Royal crown and other regalia from Shah dynasty on display in museumThe Shah dynasty regalia, including the royal crown, were unveiled at the Narayanhiti Museum— formerly Narayanhiti Palace— on Monday. The valuable crown jewels and artefacts had been nationalised after the 240-year-old Shah regime was overthrown by the Constituent Assembly in May 2008
The Shah dynasty regalia, including the royal crown, were unveiled at the Narayanhiti Museum— formerly Narayanhiti Palace— on Monday.
The valuable crown jewels and artefacts had been nationalised after the 240-year-old Shah regime was overthrown by the Constituent Assembly in May 2008. However, these precious possessions of the erstwhile royal family had not been put on display even after the Narayanhiti Palace was converted into a museum in 2009—until now, that is.
Prime Minister KP Sharma Oli unveiled the centrepieces of the display— the crown, the tiara worn by Shah queens, king’s sceptre, his sword and shield— housed inside a bulletproof glass case equipped with a break-in alarm.
Addressing the unveiling ceremony, Prime Minister Oli said that the crown and other royal regalia was a reminder to the current generation and the posterity that general people hold the true power to bring about political transformation, to change the course of history.

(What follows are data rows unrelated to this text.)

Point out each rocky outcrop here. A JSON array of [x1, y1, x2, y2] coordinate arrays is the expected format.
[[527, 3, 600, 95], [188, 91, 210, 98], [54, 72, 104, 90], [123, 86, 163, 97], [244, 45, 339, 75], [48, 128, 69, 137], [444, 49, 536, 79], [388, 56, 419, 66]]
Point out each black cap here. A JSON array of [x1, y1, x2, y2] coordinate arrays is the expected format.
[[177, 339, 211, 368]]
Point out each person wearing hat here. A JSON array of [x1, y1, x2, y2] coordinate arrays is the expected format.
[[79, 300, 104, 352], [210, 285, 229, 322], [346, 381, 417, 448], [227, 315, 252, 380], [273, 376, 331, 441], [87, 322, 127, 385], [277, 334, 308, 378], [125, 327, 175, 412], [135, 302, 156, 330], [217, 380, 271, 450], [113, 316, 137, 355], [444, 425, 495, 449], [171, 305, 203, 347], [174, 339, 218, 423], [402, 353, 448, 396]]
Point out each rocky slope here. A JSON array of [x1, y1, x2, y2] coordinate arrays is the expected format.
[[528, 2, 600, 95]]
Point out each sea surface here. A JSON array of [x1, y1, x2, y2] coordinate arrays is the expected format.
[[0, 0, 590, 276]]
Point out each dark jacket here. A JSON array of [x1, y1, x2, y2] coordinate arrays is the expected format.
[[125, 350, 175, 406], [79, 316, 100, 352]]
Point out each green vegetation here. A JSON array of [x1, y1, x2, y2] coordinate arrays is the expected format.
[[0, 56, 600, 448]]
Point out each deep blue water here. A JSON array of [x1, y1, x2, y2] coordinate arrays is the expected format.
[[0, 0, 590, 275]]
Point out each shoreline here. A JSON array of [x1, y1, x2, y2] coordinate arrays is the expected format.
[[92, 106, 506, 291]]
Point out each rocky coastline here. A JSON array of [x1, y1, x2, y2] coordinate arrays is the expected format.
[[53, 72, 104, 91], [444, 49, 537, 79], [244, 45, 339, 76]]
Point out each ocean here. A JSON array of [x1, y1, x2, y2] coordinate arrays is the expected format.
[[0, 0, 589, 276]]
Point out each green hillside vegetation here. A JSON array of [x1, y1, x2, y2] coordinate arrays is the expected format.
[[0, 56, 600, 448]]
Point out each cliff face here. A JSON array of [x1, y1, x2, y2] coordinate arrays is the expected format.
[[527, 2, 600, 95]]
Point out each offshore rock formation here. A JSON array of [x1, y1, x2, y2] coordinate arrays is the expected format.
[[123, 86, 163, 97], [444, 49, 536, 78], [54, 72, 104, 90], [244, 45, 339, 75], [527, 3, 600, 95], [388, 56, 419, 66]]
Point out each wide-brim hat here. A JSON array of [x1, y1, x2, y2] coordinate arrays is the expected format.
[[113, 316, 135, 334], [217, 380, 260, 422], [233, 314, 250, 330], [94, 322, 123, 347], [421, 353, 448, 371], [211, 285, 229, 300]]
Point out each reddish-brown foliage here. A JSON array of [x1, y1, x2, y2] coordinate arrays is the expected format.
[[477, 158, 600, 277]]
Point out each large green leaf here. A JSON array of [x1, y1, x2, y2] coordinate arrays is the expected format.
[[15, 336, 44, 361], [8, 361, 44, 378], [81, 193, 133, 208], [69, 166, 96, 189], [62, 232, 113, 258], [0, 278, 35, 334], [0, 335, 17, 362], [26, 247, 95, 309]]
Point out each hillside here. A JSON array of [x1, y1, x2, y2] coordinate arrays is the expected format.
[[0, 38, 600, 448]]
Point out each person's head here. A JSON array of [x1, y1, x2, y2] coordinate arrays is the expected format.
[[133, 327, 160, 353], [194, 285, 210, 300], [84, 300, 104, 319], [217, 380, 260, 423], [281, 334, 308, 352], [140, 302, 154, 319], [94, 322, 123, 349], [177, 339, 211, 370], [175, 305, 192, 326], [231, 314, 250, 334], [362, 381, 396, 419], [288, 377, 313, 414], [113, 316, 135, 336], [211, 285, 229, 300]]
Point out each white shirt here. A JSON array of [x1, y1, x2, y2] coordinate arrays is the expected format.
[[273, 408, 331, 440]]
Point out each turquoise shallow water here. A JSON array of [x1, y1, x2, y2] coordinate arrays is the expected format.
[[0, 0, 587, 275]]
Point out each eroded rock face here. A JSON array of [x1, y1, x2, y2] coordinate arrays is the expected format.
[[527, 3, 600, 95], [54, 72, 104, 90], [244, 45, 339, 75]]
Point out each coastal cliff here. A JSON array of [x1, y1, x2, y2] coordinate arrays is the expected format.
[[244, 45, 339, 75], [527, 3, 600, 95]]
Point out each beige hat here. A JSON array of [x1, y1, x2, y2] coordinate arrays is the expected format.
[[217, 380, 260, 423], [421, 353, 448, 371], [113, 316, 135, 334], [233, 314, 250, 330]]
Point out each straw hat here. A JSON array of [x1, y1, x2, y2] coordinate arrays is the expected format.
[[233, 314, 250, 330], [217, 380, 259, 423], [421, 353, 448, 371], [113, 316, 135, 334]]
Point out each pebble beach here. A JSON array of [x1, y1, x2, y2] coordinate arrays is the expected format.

“Monarchy has become history. Though the contributions some former monarchs to national unification were positive, that doesn’t justify the system of right to rule on the basis of birth,” Oli said. Bhesh Narayan Dahal, director general of the Department of Archaeology, said the cynosure of the collection would surely be the royal crown. Studded with 723 diamonds and 2,372 pearls, the crown last adorned the head of King Gyanendra Shah.Dahal said the crown was last modified for King Birendra Shah in 1971. To ensure the safety of the historic showpieces, a special security measure has been put in place under the central command of Nepal Army.
The royal artefacts are on display at Surkhet and Rupandehi rooms inside the former palace building. They will be opened for public viewing from October 22 after the Dashain festival. Though the government had announced to exhibit the valuables during the budget speech for the fiscal year 2011-12, the plan got delayed due to security reasons.
Besides security concern, officials say lack of coordination among several line agencies over a number of issues had also prevented the government from exhibiting the royal artefacts.